There are different treatment options for obstructive sleep apnea (OSA). Which option is right for you depend upon the severity of your sleep apnea (which is determined from a sleep study), the physical structure of your upper airway, and other aspects of your medical history. The various options are listed below so that you can discuss them with your doctor. Only your doctor or sleep specialist can tell you which treatment option is best for you.
When thinking about treatment options, remember that with an obstructive apnea, there are physical blockages or obstructions in the airway during sleep. (In OSA, obstructions occur during sleep but not during waking hours partly because all muscles, including the muscles in the airway, relax during sleep.) Obstructions that cause breathing to stop completely for at least ten seconds are termed apneas. When breathing is substantially reduced for at least ten seconds, it is a hypopnea. Frequent apneas and hypopneas lead to numerous brief awakenings during sleep and to sleepiness during waking hours. Preventing apneas and hypopneas prevents the sleep fragmentation, so treatment reduces the sleepiness. (For simplicity, here "apneas" include hypopneas as well. For more on OSA, read the American Sleep Apnea Association brochure "Get the Facts about Sleep Apnea.") All treatment options are intended to prevent obstructions from occurring, usually by widening the airway. Keep in mind the precise cause of obstruction is usually difficult to find, and many people have obstructions in more than place.
Positional therapy: Apneas tend to be worse when sleeping on the back (the supine position) as gravity makes it more likely for the tongue to fall back over the airway and/or for the airway muscles and other tissue (like the tonsils) to collapse and block the airway. Hence not sleeping on the back may reduce the number of apneas. To avoid the supine position, some people use homemade remedies, such as putting tennis balls in a tube sock and pinning the sock to the back of the nightshirt. Others purchase products such as a tube or cushion designed specifically to prevent supine sleeping. A number of companies have registered with the FDA pillows for snoring and mild sleep apnea; it is meant to position the neck so the airway is more likely to remain open. Positional alarms are also on the market: they are intended to prevent supine sleeping by making a noise when one begins to sleep on the back. However, they may disrupt sleep so much that the subsequent sleep fragmentation causes a concern.

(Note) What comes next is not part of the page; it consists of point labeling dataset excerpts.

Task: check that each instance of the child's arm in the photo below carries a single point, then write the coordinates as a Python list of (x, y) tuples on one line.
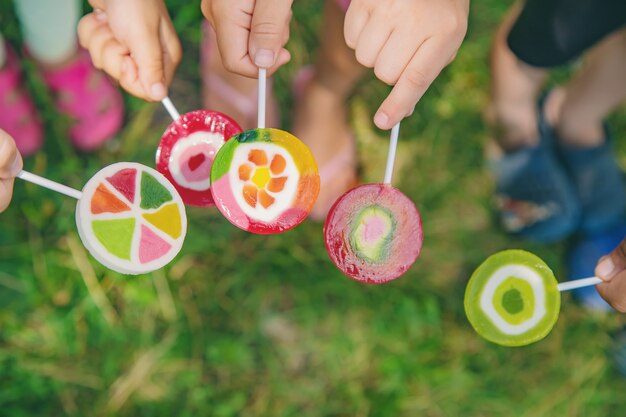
[(407, 42), (133, 41), (251, 34), (612, 269), (10, 166)]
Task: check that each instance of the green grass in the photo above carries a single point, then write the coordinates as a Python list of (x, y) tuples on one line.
[(247, 325)]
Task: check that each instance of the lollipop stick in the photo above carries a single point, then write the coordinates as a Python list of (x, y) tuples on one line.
[(262, 92), (391, 155), (578, 283), (171, 109), (51, 185)]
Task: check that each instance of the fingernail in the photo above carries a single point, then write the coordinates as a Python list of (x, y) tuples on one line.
[(381, 120), (100, 15), (158, 91), (605, 267), (264, 58), (16, 167)]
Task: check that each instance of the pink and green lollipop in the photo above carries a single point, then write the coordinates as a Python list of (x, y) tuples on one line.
[(373, 233)]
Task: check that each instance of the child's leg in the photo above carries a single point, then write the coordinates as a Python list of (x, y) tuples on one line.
[(321, 118), (594, 93), (49, 28), (514, 91), (3, 52), (86, 95)]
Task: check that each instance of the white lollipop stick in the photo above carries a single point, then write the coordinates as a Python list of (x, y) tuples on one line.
[(171, 109), (578, 283), (391, 154), (51, 185), (262, 93)]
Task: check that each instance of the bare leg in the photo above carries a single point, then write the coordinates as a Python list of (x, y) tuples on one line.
[(321, 119), (514, 90), (594, 93)]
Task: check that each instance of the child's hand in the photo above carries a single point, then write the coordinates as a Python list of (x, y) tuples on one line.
[(134, 42), (407, 42), (612, 269), (10, 166), (251, 34)]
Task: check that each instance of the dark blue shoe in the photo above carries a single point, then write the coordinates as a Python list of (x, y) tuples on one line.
[(599, 185), (583, 258), (535, 196)]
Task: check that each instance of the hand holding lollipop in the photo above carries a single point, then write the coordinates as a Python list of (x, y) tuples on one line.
[(513, 298), (373, 232), (129, 217)]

One study found sleeping on the back but with the back elevated from the waist up may also reduce the collapsibility of the airway and therefore reduce the apneas. Foam wedges, not soft pillows that can actually push the chin towards the chest and worsen apnea, should be used.
Weight loss: Sleep apnea can be weight-related. Additional fat around the neck may make the airway narrower, making obstructions more likely to occur. For some overweight people, especially those with mild cases, losing weight can be an effective treatment. Or weight loss may reduce the severity of the sleep apnea. However, it may be hard to lose weight when you have untreated sleep apnea: you may be too tired to exercise and you may eat to stay awake. Also, it may take some time before the weight loss is achieved, so in light of the potential consequences of untreated OSA, using another treatment option while working towards the weight loss goal may be an option. Losing weight may also improve your health in other ways, but it is always advisable to talk to your doctor before beginning a weight-loss program.

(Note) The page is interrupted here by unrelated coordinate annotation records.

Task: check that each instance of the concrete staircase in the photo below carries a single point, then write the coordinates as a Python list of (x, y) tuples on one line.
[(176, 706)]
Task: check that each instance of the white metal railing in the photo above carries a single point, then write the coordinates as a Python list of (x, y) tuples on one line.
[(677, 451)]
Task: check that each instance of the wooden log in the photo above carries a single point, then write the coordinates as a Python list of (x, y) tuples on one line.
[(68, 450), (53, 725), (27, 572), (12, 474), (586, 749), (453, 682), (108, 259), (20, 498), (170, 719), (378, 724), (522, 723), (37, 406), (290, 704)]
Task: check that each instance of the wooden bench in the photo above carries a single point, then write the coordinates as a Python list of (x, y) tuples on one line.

Remember that sleep apnea occurs in thin people as well; the airway can close during sleep for a number of reasons, not just excess weight.
Avoiding alcohol and other CNS depressants: Alcohol and medications that act as central nervous system (CNS) depressants-such as pain killers, sedatives, and muscle relaxants-can worsen sleep apnea by relaxing the airway muscles further and/or by reducing the respiratory drive and causing more apneas to occur. Hence avoiding alcohol and CNS depressants close to bedtime may be helpful. Ask your doctor or pharmacist if medications you take prescription or over-the-counter or herbal, affect your sleep apnea. The prescribed sleep apnea treatment may be adjusted to take into consideration the use of medications that are CNS depressants.
Oral appliances: Oral appliances, sometimes called dental appliances, are intended to treat apnea by keeping the airway open in one of three ways: by pushing the lower jaw forward (a mandibular advancement device or MAD), by preventing the tongue from falling back over the airway (a tongue-retaining device), or by combining both mechanisms. Oral appliances are typically more effective for people with mild sleep apnea and for non-obese people but can, for some, be effective for moderate and severe sleep apnea. The most common type of oral appliance, a MAD is often adjustable so that the dentist can move the jaw further or reduce the advancement as necessary. The goal is to find the most comfortable and effective position for the patient. On occasion oral appliances may worsen the apnea. Not all dentists have the necessary knowledge of sleep apnea, so if you wish to pursue this therapy, ask your sleep doctor to refer you to a dentist who is familiar with apnea and who works with oral appliances. (Note that Dr. Levine works with several Sleep Medicine medical facilities in this area.)